Looking Ahead: Finals Lurk, Form Matters
Chelsea’s fixture list doesn’t wait: Newcastle at home, Arsenal away, Wolves and Villa to finish the run. If Palmer doesn’t score soon, headlines might shift from moment to emergency.

But here’s the twist: form doesn’t always follow heat.

Maresca set a subtle trap when he shuffled Palmer into a deeper link role recently. It’s meant to free him from pure finishing duty while simultaneously testing his vision. A risky call but maybe a smart one to release his mind.

If Maresca finds the spark, and Palmer adapts, next week’s game might be where it turns. If not well, you get tension. Either way, it’s edge-of-the-seat football. And we all crave that return to form from a young talent in the storm.

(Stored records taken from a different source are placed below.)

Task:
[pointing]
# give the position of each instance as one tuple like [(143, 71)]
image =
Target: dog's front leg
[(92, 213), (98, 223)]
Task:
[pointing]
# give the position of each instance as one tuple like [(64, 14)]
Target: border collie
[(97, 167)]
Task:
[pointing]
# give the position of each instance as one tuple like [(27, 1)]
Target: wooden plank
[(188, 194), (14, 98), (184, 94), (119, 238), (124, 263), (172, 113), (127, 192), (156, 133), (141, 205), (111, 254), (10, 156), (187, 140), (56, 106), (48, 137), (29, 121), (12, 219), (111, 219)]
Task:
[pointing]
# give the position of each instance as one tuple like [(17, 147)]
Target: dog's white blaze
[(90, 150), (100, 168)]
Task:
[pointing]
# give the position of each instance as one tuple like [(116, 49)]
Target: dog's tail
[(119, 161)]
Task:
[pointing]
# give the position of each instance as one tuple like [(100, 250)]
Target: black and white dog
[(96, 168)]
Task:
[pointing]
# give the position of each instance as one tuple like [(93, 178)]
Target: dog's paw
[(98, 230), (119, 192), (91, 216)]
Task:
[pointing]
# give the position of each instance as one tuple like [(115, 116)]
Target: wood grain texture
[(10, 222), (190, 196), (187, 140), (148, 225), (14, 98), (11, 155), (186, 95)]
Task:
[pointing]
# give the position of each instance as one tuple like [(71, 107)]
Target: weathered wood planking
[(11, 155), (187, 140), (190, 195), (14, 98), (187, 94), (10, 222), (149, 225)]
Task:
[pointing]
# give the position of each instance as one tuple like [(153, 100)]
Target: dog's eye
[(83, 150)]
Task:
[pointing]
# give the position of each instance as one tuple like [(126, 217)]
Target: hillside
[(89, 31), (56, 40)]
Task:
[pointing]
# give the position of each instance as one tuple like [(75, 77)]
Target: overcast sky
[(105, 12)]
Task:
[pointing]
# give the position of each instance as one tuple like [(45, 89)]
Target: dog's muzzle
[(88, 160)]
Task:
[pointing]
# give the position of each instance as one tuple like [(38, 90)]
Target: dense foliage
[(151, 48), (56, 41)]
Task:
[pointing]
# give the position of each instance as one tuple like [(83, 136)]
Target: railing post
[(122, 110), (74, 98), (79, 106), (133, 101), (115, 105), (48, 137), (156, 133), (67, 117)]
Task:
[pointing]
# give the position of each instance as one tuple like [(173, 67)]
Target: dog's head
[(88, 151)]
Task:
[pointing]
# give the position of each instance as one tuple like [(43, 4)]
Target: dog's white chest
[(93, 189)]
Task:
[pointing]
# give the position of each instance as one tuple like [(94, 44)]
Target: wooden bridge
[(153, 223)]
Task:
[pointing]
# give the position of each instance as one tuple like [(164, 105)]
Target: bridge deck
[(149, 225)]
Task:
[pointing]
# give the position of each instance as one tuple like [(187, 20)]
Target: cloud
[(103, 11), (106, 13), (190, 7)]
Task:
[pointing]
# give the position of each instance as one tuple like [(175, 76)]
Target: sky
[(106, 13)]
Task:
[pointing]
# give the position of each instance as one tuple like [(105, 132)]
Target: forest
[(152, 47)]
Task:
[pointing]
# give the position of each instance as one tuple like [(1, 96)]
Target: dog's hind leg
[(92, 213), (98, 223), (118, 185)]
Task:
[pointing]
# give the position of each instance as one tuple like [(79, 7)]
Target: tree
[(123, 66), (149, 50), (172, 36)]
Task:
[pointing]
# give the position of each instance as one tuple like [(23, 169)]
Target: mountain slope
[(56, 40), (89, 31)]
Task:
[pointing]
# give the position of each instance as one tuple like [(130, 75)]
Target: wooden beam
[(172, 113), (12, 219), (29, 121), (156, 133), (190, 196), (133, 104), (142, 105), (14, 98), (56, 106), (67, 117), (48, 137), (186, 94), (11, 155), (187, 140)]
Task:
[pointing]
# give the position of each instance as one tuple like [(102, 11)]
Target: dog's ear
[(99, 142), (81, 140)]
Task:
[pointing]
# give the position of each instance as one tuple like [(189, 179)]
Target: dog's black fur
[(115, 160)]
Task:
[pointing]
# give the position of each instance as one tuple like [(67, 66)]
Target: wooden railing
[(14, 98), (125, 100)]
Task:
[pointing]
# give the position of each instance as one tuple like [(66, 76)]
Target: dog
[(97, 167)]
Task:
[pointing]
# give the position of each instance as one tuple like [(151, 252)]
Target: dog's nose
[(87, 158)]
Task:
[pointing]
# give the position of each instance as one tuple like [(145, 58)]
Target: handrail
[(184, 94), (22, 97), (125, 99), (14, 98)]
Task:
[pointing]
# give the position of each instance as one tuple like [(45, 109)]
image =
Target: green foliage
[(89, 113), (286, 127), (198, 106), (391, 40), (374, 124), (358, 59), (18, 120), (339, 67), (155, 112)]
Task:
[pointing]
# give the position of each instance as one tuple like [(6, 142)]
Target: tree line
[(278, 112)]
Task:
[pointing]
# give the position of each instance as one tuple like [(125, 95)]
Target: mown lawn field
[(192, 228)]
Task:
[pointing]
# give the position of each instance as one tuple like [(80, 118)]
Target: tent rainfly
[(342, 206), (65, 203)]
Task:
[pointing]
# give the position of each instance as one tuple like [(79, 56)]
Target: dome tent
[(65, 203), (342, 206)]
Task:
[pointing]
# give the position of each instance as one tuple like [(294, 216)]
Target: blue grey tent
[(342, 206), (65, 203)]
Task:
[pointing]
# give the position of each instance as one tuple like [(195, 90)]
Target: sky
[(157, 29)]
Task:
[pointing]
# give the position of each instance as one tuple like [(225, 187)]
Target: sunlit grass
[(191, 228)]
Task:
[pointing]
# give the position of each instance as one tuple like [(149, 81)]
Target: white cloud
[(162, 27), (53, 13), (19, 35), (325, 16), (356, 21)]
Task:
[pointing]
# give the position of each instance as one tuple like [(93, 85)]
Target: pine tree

Wanderlustsport Thought: Standing in the Storm
Let’s be clear: this is not a career blip. It’s a lesson. A test. A moment that will define Palmer beyond raw ability.

The kid who shook off City’s bench to fill Stamford Bridge has found himself cracked, but not broken. He’s not folding. He’s pushing forward, shoulders square, doing it in public. That’s tough.

Goals will come he might even bag a brace when no one expects it. And when he does, any fan in that stand that day he stood over the free-kick, smirked at the narrow miss, will smile. Because they’ll know: he never lost himself.

He just took a beat. And that takes more conviction than even a match-winner sometimes.